I've had the idea of starting to share my feelings about the family on a blog or a website for several times now. But I've always wanted to be clever about it. Because the family isn't just nice, picnics, and Mr. Rogers, it's relevant just like the environment, the economy, college football rankings, and technology! I think it's more relevant. Be informed!
It's not just relevant, it's also an ideal like freedom or responsibility or good humor. They aren't tangible--they are just things in our heads that have enough meaning to change what we behave and what we expect. They are at the same time very important, wonderful, and easy to take for granted, unless you realize why they're so important. They're like national parks. You start out just knowing where one is and what it looks like there. Then you start to realize things you like about it when you've visited there because there are things there that you can't experience elsewhere. Like how quiet it is, the fact that you can escape from civilization and reminders of civilization, and the fact that it's going to stay this way for a while. But then you start to realize that in order for it to stay this way, most everyone that uses the place has to feel about the same way about it. You realize that litter is a reminder of civilization and, in fact, even a reminder of uncivilization and, though a small thing, can take a lot away from what the place is. Carving mathematical expressions of love into living things, though they are trees and don't complain, and are surely always signs of enduring commitment, are not appreciated by others. So you don't do those things and you want to tell other people with enough persuasion why national parks are so great it's so nice to have a place look like no one else has been there so they don't want to either. Let alone do things like start forest fires or poison the water holes or paint the buffalo green. You also get upset if people start saying national parks are actually more like amusement parks and therefore one should expect them to be dirty and noisy and have green buffalo.

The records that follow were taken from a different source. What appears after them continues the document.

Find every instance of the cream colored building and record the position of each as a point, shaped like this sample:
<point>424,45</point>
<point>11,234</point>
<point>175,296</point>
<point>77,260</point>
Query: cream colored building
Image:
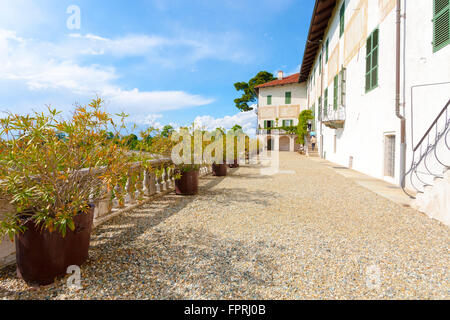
<point>378,77</point>
<point>279,105</point>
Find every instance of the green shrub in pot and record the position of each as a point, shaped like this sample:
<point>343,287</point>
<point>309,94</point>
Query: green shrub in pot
<point>51,169</point>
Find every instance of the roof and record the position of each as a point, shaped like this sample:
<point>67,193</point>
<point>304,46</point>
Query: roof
<point>323,10</point>
<point>286,80</point>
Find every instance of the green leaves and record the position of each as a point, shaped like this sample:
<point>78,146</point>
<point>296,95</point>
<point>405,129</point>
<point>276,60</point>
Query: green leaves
<point>48,164</point>
<point>249,94</point>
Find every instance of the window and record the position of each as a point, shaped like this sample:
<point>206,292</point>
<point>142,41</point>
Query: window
<point>441,24</point>
<point>342,20</point>
<point>320,109</point>
<point>268,124</point>
<point>320,63</point>
<point>287,97</point>
<point>372,61</point>
<point>389,156</point>
<point>335,92</point>
<point>288,123</point>
<point>342,86</point>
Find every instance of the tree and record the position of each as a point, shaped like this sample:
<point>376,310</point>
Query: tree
<point>249,94</point>
<point>302,128</point>
<point>236,127</point>
<point>131,141</point>
<point>167,131</point>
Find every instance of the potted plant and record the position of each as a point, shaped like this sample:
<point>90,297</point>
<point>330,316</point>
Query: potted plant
<point>51,171</point>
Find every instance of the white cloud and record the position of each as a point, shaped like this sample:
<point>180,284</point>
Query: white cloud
<point>48,68</point>
<point>149,120</point>
<point>247,120</point>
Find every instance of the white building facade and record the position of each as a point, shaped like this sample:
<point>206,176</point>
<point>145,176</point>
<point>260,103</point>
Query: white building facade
<point>367,65</point>
<point>279,105</point>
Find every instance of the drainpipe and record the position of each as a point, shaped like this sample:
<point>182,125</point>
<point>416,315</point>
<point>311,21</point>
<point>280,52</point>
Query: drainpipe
<point>397,97</point>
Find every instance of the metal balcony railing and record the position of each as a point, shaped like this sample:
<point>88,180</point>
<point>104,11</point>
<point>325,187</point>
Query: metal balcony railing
<point>426,150</point>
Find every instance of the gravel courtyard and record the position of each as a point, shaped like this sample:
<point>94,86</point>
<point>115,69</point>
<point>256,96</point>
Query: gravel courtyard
<point>310,235</point>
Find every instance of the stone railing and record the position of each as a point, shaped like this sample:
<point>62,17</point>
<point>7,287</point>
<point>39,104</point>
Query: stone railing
<point>142,185</point>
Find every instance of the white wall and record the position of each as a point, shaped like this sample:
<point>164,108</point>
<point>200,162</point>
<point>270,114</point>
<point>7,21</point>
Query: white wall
<point>369,116</point>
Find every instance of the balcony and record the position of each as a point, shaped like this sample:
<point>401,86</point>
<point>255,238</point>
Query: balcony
<point>334,118</point>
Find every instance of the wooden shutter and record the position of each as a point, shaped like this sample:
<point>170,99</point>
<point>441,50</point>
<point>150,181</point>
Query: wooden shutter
<point>342,86</point>
<point>287,98</point>
<point>320,109</point>
<point>320,63</point>
<point>335,92</point>
<point>441,24</point>
<point>342,20</point>
<point>372,61</point>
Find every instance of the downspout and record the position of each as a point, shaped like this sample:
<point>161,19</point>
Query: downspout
<point>321,98</point>
<point>397,97</point>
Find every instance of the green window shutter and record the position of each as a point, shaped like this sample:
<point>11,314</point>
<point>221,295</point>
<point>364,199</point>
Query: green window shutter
<point>287,98</point>
<point>441,24</point>
<point>320,64</point>
<point>372,61</point>
<point>342,86</point>
<point>335,92</point>
<point>320,108</point>
<point>342,20</point>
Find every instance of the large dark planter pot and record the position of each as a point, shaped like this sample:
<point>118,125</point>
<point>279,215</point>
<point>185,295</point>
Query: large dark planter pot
<point>187,184</point>
<point>234,165</point>
<point>219,170</point>
<point>43,256</point>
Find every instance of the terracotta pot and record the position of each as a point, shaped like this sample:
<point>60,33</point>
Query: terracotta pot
<point>235,164</point>
<point>43,256</point>
<point>219,170</point>
<point>187,184</point>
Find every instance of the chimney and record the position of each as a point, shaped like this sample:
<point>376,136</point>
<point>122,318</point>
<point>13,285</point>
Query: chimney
<point>280,75</point>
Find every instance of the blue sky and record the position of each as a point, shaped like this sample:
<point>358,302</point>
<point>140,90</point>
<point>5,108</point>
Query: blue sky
<point>160,61</point>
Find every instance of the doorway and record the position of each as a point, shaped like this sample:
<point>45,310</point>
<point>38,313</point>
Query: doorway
<point>389,156</point>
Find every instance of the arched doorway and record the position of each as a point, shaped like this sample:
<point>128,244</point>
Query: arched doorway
<point>269,143</point>
<point>285,143</point>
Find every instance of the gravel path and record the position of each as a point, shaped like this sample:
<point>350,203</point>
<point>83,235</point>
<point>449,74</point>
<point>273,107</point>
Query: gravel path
<point>309,235</point>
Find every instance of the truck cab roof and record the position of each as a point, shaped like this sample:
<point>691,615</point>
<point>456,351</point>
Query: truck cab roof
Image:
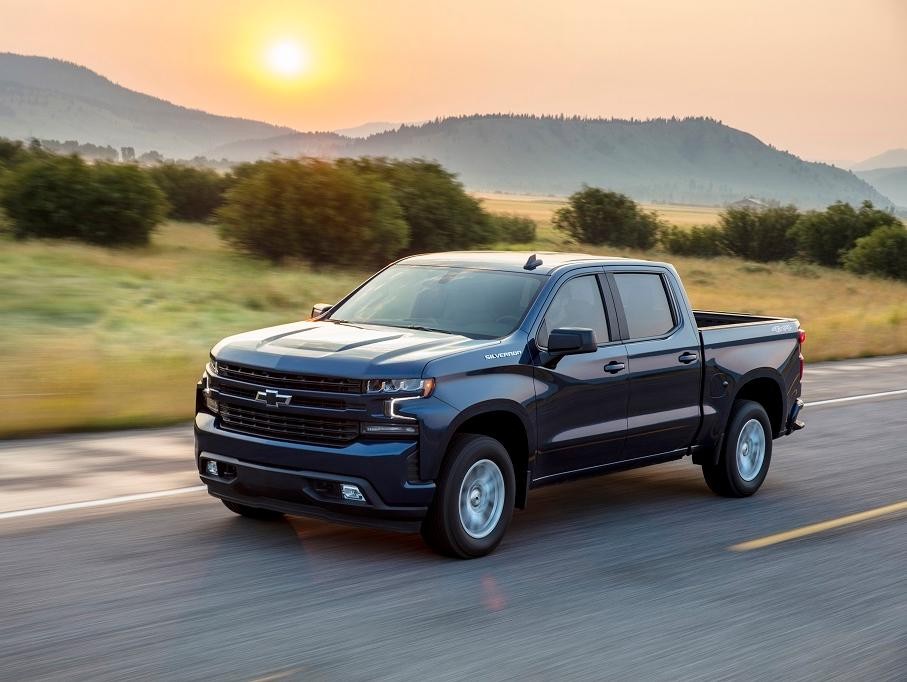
<point>515,261</point>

So that's actually my attempt at being clever about writing about the family. If it wasn't that clever oh well. It's taking too long. It's like waiting forever for the right words to tell someone that you love them or that they owe you money (or both). You wait too long they don't want to pay the money and they don't want to hear about the love.
I have a great family. They aren't perfect, but they've been good enough to me that I really get upset when people carve initials in the trees of them (metaphorically). I've also known people that I really cared about that had bad things happen to them that wouldn't have if what family was was understood.
So this is what I think needs to be understood about family for it to be treated right.
Families aren't just nice. I don't like the word nice anyway. Nice usually ends up being civility on autopilot. It always takes more than nice for a family to work. It takes love. Maybe the family is sometimes seen as boring because people are thinking of nice. Yes, nice IS boring. Doing what you're supposed to when it's easy and when you don't have to think about it. That is nice. But you need love to take the risk to communicate with who has hurt you and may hurt you again. Or still wanting to be there for someone when they've let you down. That's more than nice. People who learn how to love in families will have the courage to make other hard choices for things they love.
Family values aren't nice. Morality isn't nice or restrictive. I heard in a conference talk today that virtue is strength--not snootiness or naivite but something you can stand for. I always think of this cannon object lesson I saw once. You light some gun powder out in the open and you don't even have to cover your ears. You light the same amount of gun powder inside a cannon and you get a really nice report (sound). AND the cannon ball blows something up. All because the explosion was contained. That's what happens when someone actually has morals. They gain strength and confidence by containing the decisions they make.
It's a lot tougher to have morals or love without the help of Heavenly Father. Both take grace and guidance. I don't think it's a coincidence that enduring values are all found together in the same place. I also think that love is something we learn by being loved. Love just doesn't come from nowhere. I think as times get tougher,
people will want to find other people with values. And people with values will want to find God.
I also think there are more people like that than I realize or anyone who feels that way does. I think that's why it's important to tell other people how you feel.